Bagi Rali Tasman, kemerdekaan tidak cukup hanya dikenang melalui pengibaran Sang Merah Putih. Kemerdekaan harus melahirkan manusia-manusia yang memiliki kepedulian terhadap sesama.
“Jadilah manusia yang peduli terhadap manusia.”
Pesan itu disampaikan Rali dengan sederhana, tetapi terasa dalam. Sebab, bencana tidak pernah memilih siapa yang akan menjadi korbannya.
Sumatera Barat sendiri bukan daerah yang asing dengan pengalaman pahit bencana. Gempa besar pernah meninggalkan luka panjang bagi masyarakat.
Karena itu, menurut Rali, ketika daerah lain sedang berduka, masyarakat Sumatera Barat semestinya mampu merasakan apa yang pernah dirasakan saudaranya sendiri.
“Empati itu lahir ketika kita mampu membayangkan jika musibah itu terjadi kepada kita, kepada keluarga kita, kepada saudara kita. Karena kita pernah merasakan bencana, maka jangan sampai pengalaman itu hanya menjadi kenangan. Jadikan ia alasan untuk lebih peduli,” pesannya.
Ia menegaskan, penggalangan dana tersebut bukan sekadar persoalan berapa rupiah yang terkumpul. Lebih dari itu, gerakan tersebut merupakan pendidikan kemanusiaan.
ASN belajar berbagi. Guru menanamkan kepedulian. KUA ikut bergerak. Madrasah mengajarkan kepada siswa bahwa keberagamaan tidak berhenti pada ibadah personal, tetapi juga hadir dalam bentuk kepedulian sosial.
Semangat kemanusiaan itu, sejalan dengan pesan Menteri Agama RI, H. Nasaruddin Umar, yang disampaikan dalam amanat upacara peringatan HUT ke-81 Kemerdekaan RI.
Menag mengingatkan, bahwa kemerdekaan Indonesia bukanlah hadiah. Kemerdekaan lahir dari perjuangan, pengorbanan, darah, air mata, dan doa para pejuang bangsa.
Sejarah juga mencatat bahwa perjuangan tersebut tidak berdiri di atas satu kelompok. Para tokoh agama, ulama, pendeta, pastor, pandita, bhikkhu, dan tokoh agama lainnya, ikut berada di garis depan perjuangan merebut serta mempertahankan kemerdekaan.

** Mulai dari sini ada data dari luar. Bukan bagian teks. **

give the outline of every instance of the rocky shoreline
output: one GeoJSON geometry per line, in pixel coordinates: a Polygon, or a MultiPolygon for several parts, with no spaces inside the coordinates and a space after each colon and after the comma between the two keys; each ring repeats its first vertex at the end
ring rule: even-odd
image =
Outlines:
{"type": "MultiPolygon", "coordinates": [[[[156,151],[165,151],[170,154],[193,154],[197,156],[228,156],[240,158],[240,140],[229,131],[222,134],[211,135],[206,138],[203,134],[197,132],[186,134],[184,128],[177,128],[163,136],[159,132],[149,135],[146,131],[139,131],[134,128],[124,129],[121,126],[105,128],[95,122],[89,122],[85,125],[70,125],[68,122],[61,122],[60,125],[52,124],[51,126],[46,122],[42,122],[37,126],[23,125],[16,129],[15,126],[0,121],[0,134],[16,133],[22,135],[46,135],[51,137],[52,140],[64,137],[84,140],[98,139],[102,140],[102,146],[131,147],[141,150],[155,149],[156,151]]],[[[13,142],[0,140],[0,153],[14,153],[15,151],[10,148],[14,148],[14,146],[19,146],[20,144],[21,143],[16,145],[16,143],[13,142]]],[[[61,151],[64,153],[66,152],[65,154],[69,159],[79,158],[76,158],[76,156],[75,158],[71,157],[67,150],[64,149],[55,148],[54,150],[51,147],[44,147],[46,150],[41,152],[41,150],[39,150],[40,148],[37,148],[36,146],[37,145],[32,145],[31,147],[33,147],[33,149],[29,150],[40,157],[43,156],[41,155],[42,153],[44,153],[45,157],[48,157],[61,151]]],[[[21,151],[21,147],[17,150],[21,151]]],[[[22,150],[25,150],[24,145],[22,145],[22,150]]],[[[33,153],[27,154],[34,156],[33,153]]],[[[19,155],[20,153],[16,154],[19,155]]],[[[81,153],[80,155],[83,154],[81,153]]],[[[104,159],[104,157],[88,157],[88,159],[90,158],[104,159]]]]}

Pesan itu menemukan relevansinya di Pasaman. Sebab, peserta upacara hadir dengan pakaian adat yang merepresentasikan keberagaman Indonesia. Ada pakaian adat Minangkabau, Melayu, Bali, dan berbagai daerah lainnya.
Merah Putih yang berkibar di atas halaman kantor seolah menjadi titik temu seluruh perbedaan itu.
Berbeda pakaian. Berbeda budaya. Berbeda latar. Tetapi berdiri dalam satu barisan Indonesia.
Menag menegaskan, para pahlawan telah mewariskan keberanian, persatuan, dan kecintaan kepada tanah air. Semua itu dibangun di atas kesadaran bahwa Indonesia menjadi besar justru karena keberagamannya.
Karena itu, kerukunan menjadi modal dasar pembangunan.
Tanpa kerukunan, bangsa akan sulit bertumbuh. Sebaliknya, ketika masyarakat mampu menjaga persaudaraan di tengah perbedaan, energi bangsa dapat diarahkan untuk membangun dan memajukan kehidupan bersama.
Dalam amanatnya, Menag juga menyampaikan perkembangan positif Indeks Kerukunan Umat Beragama.
Indeks tersebut meningkat dari 76,47 pada 2024 menjadi 77,89 pada 2025. Sementara itu, Indeks Kesalehan Umat Beragama 2025 mencapai 84,61.
Namun angka-angka tersebut, kata Menag, tidak boleh membuat bangsa berhenti berbenah.
Sebab, pada akhirnya pembangunan manusia tidak hanya diukur dari capaian angka, tetapi juga dari akhlak.
Di sinilah pesan kemerdekaan menjadi semakin substantif.
Apa arti kemerdekaan jika manusia masih kehilangan kepedulian?
Apa arti kesalehan jika penderitaan orang lain tidak mampu mengetuk hati?
Dan apa arti keberagaman jika perbedaan justru membuat manusia saling menjauh?
Pertanyaan-pertanyaan itu menemukan jawabannya melalui tindakan kecil yang dilakukan hari ini di lingkungan Kemenag Pasaman, mengulurkan tangan kepada mereka yang sedang tertimpa musibah.
Dan pada HUT ke-81 Kemerdekaan RI ini, Kemenag Pasaman ingin mengirimkan satu pesan sederhana kepada saudara-saudara yang sedang tertimpa bencana:
Dari Pasaman, dari tanah Minangkabau, dari keluarga besar Kementerian Agama, kepedulian itu sedang dihimpun.
Sedikit dari satu orang mungkin terlihat kecil,Tetapi ketika banyak hati bergerak dalam satu kepedulian, yang kecil dapat berubah menjadi kekuatan besar.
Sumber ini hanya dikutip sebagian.